Psychoa­coustics:
Facts and Models, 3rd ed.

Hugo Fastl
Eberhard Zwicker

ith a title like Psychoacoustics, the temptation to make jokes about cutlery and guys named Norman is almost irresistible. But psychoacoustics is not the study of sounds made by motel-keepers who keep their relatives stuffed in the attic, but the branch of psychology that studies the relationship between acoustical stimuli and hearing sensations. And like child psychiatrists (who are always adults) and plumbers (who, contrary to popular myth, almost never smoke plumber's crack), psychoacousticians have by now heard all the dumb jokes about their profession.

The focus of this book is phenomena such as pitch strength, critical bands, loudness, and masking, in which one sound blocks the perception of another sound. There are numerous graphs and tables, mostly from the authors' own work. A handful of equations, which are empirical in nature, are also given. The hundreds of graphs show how sound perception is affected by loudness, frequency, and sound complexity.

Sonogram of otoacoustic emission made by this reviewer from the CD included in the book. This sound is a pure tone produced by the human ear.

Perhaps the most interesting section is the one on otoacoustic emissions. Many people don't realize that the ear not only detects sounds, but can also produce them. These sounds, called otoacoustic sound emissions, can be single pure continuous tones (see image at left) or delayed "echoes" (up to 20 msec) of particular frequencies of an incoming sound. These sounds are quite low in intensity, well below the threshold of human hearing, which is about 0 dB sound pressure level. (Bear in mind that on the decibel scale, absolute silence is not zero but minus infinity.) Otoacoustic emissions have no relationship to the sounds heard during tinnitus.

The existence of ear-generated sounds indicates that the ear uses some sort of active acoustic amplification process that may account for its high sensitivity. Even without active processes, the human ear can easily hear sounds of 60 decibels, which corresponds to a displacement of less than the diameter of a single atom. Active processes increase the sensitivity to allow hearing of sounds 30 dB (1000 times) fainter.

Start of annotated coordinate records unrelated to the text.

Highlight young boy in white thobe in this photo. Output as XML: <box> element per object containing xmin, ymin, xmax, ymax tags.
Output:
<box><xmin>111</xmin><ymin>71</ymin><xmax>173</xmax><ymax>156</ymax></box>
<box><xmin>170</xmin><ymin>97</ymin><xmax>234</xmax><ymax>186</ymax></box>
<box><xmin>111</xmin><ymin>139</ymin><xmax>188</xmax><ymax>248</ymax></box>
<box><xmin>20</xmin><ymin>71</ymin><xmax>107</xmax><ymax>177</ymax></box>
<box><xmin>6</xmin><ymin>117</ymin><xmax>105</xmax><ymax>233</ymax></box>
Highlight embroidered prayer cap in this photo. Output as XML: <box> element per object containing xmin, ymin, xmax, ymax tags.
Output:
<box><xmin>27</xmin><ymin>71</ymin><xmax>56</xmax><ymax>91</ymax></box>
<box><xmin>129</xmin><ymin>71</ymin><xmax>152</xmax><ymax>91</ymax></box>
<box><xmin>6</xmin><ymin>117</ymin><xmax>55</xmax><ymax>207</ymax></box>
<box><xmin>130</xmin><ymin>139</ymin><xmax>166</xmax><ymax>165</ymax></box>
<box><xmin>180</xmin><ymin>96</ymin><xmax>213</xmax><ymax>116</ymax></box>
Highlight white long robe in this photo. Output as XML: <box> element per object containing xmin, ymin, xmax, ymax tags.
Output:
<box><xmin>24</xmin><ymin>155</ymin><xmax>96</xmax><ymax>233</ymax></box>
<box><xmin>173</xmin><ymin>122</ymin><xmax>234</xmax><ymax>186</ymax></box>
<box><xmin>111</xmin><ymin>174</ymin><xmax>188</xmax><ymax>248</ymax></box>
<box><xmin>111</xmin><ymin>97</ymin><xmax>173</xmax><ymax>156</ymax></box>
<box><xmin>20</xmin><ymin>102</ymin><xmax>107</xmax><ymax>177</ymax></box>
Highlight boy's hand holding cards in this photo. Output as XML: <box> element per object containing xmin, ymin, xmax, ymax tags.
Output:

The CD contains a recording of an actual otoacoustic emission, which alone is almost worth the price of the book, which is substantial. The rest of the CD demonstrates various types of sound masking, and is very effective at illustrating the concepts in the book.

However, I was disappointed to find that the physiological basis of these active processes was not discussed. For example, hearing loss is correlated with the disappearance of otoacoustic emissions. The reader might well wonder whether the ear uses otoacoustic emissions as a sort of regenerative amplifier. These and many other questions of a biological and medical nature (such as threshold shifts) are not addressed. Likewise, physicists will find little about harmonic oscillators, physical processes in the ear, or architectural acoustics.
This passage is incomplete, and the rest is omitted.